The notion of power as defined by formula (1) is a base for other definitions: corrected motif power, conditional power, alignment power. The latter values are the ones directly used in the program.
The formula for A_cor is based on the following informal reasoning. Assume for simplicity that all sequences have a similar length n. The number of possible relative shifts of sequences) when motifs of thickness k are considered has the order n**(k-1), and it is approximately n**(k-1) times larger than that for motifs of thickness 2, for which no correction is performed. Thus the correction should decrease the corresponding probability P(A) at n**(k-2) times. n order to do that it is necessary to decrease a half of the squared power by (k-2)*ln(n). Thus we obtain the following formula for the corrected power:
A_cor = sqrt{A**2 - 2*(k-2)*ln(n)}.
One of the reasons for introducing the gap penalty is the correction similar to that in the corrected motif power. The problem is that the number of possible alignments sharply increases as the allowed number of gaps increases. Thus for random independent Bernoulli sequences the maximum of the sum of weights along the alignment path increases, and thus the power of alignments with many gaps is too large. In order to compensate for this effect, the gap penalty is introduced. Unfortunately, unlike the situation of the corrected motif power, it is difficult to estimate theoretically the gap penalty, since sums of weights along different path are strongly dependent.

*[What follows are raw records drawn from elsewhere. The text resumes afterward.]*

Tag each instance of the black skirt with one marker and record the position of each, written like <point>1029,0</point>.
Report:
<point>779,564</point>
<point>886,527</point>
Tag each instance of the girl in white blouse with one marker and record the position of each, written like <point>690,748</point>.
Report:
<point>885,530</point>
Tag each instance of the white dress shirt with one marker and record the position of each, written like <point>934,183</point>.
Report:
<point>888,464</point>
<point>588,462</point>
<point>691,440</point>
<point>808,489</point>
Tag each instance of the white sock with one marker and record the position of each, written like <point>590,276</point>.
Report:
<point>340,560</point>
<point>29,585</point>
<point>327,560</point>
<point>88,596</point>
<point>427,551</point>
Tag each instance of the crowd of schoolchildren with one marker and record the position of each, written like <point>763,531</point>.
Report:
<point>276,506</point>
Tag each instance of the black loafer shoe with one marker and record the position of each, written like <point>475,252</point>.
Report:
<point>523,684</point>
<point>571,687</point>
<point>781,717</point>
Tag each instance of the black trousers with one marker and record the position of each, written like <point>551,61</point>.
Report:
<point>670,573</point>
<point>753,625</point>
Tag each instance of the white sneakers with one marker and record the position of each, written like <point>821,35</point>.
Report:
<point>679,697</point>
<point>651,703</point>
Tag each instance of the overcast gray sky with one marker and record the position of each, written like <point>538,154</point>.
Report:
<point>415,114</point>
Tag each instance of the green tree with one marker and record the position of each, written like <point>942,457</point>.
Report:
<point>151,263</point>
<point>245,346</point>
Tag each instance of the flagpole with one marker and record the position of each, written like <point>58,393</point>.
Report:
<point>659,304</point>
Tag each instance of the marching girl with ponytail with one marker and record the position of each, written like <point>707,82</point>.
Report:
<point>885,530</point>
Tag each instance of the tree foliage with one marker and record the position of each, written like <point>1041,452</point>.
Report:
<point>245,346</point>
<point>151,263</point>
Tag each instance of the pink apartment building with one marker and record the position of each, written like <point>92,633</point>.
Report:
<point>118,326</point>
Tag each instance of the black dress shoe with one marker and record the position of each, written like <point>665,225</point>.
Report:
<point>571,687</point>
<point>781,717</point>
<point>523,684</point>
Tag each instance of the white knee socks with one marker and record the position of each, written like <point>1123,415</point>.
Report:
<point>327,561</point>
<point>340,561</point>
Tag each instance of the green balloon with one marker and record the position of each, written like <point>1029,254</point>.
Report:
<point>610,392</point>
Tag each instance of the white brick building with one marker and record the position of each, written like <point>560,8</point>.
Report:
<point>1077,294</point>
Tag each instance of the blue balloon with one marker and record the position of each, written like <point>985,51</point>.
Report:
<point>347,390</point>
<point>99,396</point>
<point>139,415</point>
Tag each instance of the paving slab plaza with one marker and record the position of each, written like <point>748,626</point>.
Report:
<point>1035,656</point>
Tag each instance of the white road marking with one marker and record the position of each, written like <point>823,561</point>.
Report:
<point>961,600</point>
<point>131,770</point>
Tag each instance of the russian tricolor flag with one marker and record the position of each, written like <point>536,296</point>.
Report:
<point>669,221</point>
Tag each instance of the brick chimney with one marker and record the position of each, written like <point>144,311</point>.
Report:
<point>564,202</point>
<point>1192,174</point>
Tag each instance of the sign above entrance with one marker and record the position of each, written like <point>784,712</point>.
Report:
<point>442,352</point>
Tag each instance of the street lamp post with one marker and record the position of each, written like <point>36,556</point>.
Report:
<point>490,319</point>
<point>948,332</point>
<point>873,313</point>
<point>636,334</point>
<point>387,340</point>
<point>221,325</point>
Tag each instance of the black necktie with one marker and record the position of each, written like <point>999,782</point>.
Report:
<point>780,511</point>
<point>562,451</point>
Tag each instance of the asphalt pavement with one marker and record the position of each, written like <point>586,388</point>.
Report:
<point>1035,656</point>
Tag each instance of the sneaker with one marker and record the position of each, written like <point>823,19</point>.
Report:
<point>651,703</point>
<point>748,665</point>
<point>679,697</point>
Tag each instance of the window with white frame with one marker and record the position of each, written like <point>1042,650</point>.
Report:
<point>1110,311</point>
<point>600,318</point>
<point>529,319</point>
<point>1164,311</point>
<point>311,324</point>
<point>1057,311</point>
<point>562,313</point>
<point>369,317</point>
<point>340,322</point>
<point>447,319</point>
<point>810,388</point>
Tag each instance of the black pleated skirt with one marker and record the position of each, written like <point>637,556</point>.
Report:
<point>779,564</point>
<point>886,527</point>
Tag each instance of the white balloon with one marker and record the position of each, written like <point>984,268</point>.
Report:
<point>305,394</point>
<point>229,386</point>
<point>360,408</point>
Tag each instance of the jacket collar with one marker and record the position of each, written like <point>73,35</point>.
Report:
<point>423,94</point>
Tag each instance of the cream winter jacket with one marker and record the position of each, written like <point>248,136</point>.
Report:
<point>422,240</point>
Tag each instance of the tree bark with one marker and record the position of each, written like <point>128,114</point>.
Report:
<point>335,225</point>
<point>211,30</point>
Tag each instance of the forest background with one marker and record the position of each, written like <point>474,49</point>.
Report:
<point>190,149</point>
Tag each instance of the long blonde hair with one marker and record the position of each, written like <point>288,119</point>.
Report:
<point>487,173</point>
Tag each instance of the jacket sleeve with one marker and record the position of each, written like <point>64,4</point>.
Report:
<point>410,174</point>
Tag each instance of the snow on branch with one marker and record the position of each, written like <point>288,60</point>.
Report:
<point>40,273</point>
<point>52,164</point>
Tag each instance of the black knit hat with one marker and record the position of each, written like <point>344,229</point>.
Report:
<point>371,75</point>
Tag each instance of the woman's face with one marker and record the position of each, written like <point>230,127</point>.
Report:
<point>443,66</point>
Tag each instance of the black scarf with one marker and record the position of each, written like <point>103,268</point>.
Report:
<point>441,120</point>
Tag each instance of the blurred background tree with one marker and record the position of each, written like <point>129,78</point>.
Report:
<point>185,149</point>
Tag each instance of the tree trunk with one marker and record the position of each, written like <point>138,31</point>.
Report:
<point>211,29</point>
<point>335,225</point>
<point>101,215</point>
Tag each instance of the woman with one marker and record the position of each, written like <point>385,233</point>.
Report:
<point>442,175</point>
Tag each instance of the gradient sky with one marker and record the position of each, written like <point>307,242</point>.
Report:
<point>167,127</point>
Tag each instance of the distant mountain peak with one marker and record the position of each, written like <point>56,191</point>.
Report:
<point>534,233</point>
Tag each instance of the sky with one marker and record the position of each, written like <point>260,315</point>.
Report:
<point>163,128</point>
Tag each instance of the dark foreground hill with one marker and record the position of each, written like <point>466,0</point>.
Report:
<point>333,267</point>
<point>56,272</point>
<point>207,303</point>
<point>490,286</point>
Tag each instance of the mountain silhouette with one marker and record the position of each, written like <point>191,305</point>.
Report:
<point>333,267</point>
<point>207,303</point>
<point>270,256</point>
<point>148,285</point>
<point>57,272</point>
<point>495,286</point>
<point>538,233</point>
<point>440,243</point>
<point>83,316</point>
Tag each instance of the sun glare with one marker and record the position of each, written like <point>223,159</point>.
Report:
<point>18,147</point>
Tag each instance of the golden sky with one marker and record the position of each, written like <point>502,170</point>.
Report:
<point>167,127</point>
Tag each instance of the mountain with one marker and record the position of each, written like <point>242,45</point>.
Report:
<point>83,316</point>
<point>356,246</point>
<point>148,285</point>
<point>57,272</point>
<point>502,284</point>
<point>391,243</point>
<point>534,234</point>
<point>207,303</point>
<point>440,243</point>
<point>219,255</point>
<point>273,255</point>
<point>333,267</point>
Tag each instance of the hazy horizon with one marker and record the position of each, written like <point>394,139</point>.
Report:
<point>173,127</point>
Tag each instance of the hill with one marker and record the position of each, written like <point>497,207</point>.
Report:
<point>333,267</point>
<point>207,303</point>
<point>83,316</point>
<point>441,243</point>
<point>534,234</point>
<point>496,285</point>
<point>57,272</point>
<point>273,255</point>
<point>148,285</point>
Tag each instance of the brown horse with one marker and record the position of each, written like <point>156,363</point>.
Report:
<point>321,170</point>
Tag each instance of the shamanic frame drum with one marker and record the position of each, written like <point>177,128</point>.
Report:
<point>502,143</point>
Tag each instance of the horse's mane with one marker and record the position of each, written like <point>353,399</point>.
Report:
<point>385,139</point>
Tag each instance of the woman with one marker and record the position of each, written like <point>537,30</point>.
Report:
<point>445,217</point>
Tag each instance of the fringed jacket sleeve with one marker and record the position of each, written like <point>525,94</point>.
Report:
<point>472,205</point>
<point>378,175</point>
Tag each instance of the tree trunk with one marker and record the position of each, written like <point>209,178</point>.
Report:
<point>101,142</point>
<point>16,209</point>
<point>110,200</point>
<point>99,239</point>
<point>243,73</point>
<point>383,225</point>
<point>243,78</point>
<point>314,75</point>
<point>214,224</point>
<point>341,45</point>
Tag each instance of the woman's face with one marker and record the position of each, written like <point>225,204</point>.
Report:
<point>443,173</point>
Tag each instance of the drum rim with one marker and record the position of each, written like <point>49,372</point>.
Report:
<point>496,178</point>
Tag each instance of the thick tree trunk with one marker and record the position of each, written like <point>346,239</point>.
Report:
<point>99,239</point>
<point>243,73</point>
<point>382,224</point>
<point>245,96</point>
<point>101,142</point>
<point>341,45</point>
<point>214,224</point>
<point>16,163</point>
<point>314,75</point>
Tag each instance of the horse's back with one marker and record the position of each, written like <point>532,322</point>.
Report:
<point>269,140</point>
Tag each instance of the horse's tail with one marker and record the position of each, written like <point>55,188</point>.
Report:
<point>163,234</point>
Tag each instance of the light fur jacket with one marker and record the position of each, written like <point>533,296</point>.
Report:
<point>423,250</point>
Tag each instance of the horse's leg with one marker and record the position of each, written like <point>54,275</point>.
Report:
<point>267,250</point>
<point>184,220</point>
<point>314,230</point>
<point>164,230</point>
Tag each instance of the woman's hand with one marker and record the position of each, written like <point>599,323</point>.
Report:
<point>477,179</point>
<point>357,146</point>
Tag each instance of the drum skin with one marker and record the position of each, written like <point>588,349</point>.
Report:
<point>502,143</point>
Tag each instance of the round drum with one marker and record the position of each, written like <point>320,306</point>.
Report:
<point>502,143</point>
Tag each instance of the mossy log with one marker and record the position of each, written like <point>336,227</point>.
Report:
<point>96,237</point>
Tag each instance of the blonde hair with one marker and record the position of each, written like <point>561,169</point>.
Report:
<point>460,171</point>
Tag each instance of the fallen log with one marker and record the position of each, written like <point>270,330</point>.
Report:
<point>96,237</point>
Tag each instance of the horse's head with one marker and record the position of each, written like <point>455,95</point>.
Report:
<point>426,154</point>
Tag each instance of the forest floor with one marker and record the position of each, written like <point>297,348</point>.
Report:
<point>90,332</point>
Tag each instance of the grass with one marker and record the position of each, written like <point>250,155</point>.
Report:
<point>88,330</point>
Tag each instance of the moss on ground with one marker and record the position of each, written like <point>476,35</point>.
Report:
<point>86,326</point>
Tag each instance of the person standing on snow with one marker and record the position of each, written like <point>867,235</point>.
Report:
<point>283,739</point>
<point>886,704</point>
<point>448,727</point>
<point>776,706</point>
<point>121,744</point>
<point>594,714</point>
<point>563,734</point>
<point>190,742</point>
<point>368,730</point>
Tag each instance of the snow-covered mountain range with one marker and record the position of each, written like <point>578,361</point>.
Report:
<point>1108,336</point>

Thresholds for power and lengths of motifs are set by a user.
Sets of motifs can be constructed employing different
matrices.
The described procedure is rather slow, since it requires to process a very large number of relative sequence shifts. In order to accelerate this process, it is possible to consider only the most promising shifts, which are processed further. Of course, this pre-processing can lead to the loss of some motifs. Such sorting of registers is performed by a Lipman-Pearson type procedure (Lipman and Pearson, 1985).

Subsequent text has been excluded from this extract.